Metadata-Version: 2.1
Name: ioisis
Version: 0.2.0
Summary: I/O for ISIS files in Python
Home-page: https://github.com/scieloorg/ioisis
Author: Danilo de Jesus da Silva Bellini
Author-email: danilo.bellini@gmail.com
License: 2-clause BSD
Description: # IOISIS - I/O tools for converting ISIS data in Python
        
        This is a Python library with command line interface
        intended to access data from ISIS database files
        and convert file formats.
        
        
        ## Command Line Interface (CLI)
        
        To use the CLI command, use `ioisis` or `python -m ioisis`.
        Examples:
        
        ```bash
        # Read file.mst (and file.xrf) to a JSONL in the standard output stream
        ioisis mst2jsonl file.mst
        
        # Convert file.iso to an ASCII file.jsonl
        ioisis iso2jsonl --jenc ascii file.iso file.jsonl
        
        # Convert file.jsonl to file.iso where the JSON lines are like
        # {"tag": ["field", ...], ...}
        ioisis jsonl2iso file.jsonl file.iso
        
        # Indirectly, convert active records of file.mst + file.xrf
        # to file.iso, selecting records and filtering out fields with jq
        ioisis mst2jsonl --only-active file.mst \
        | jq -c 'select(.["35"] == ["PRINT"]) | del(.["901"]) | del(.["540"])'
        | ioisis jsonl2iso - file.iso
        ```
        
        By default, the input and output are the standard streams,
        but for MST+XRF input, where the MST must be given
        and the matching XRF will be found based on the file name.
        
        There are several other options to these commands
        intended to customize the process,
        perhaps the most important of these options
        is the `-m/--mode`, which regards to the JSONL field format.

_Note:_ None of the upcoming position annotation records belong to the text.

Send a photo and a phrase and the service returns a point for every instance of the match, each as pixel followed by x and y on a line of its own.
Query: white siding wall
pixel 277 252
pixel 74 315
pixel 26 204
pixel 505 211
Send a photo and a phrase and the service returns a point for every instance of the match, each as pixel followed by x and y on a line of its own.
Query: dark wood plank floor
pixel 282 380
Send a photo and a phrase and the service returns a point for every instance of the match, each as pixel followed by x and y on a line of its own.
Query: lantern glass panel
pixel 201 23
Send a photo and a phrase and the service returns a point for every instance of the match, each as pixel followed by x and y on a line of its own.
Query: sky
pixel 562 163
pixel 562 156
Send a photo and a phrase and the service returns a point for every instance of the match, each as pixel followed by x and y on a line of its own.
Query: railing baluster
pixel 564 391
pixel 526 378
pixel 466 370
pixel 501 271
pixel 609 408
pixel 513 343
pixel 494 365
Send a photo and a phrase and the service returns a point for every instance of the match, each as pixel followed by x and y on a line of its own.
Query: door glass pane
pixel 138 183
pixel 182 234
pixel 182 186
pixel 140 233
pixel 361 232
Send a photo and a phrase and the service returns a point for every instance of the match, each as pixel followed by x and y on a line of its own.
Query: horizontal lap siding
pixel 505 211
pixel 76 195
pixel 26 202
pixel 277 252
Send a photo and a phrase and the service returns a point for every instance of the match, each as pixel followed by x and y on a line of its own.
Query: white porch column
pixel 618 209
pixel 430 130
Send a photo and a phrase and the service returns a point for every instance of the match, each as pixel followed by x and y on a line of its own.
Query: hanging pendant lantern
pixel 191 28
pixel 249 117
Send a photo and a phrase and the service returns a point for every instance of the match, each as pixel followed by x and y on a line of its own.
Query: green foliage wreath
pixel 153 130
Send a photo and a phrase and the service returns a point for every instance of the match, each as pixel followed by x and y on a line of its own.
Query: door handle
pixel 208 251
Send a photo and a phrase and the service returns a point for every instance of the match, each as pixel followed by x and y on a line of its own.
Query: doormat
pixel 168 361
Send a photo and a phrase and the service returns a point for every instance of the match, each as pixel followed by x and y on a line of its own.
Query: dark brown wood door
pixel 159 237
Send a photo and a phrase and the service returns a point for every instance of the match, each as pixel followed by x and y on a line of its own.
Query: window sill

        The valid values for it are:
        
        * `field` (*default*):
          Use the raw field value string (ignore the subfield parsing options)
        * `pairs`:
          Split the field string as an array of `[key, value]` subfield pairs
        * `nest`:
          Split the field string as a `{key: value}` object
        
        When used together with `--no-number`,
        these 3 modes are respectively similar
        to the `-mt1`, `-mt2` and `-mt3` options of `isis2json`.
        
        Try `ioisis --help` for more information.
        
        
        ## Library
        
        To load ISIS data, you can use the `iter_records` function
        of the respective module:
        
        ```python
        from ioisis import iso, mst
        
        # For MST files, you must use the filename
        for record_dict in mst.iter_records("file.mst"):
            ...
        
        # For ISO files, you can either use a file name
        # or any file-like object open in "rb" mode
        with open("file.iso", "rb") as raw_iso_file:
            for record_dict in iso.iter_records(raw_iso_file):
                ...
        ```
        
        One can generate a single ISO record from a dict of data:
        
        ```python
        >>> from ioisis import iso
        >>> iso.dict2bytes({"1": ["testing"], "8": ["it"]})
        b'000610000000000490004500001000800000008000300008#testing#it##\n'
        
        ```
        
        
        ### ISO construct containers (lower level data access Python API)
        
        The `iso` module
        uses the [Construct](https://github.com/construct/construct) library,
        which makes it possible to create
        a declarative "structure" object
        that can perform bidirectional building/parsing
        of bytestrings (instances of `bytes`)
        or streams (files open in the `"rb"` mode)
        from/to construct containers (dictionaries).
        
        
        #### Building and parsing a single record
        
        This low level data access
        doesn't perform any string encoding/decoding,
        so every *value* in the input dictionary
        used for building some ISO data
        should be a raw bytestring.
        Likewise, the parser doesn't decode the encoded strings
        (tags, fields and metadata),
        keeping bytestrings in the result.
        
        Here's an example
        with a record in the "minimal" format expected by the ISO builder.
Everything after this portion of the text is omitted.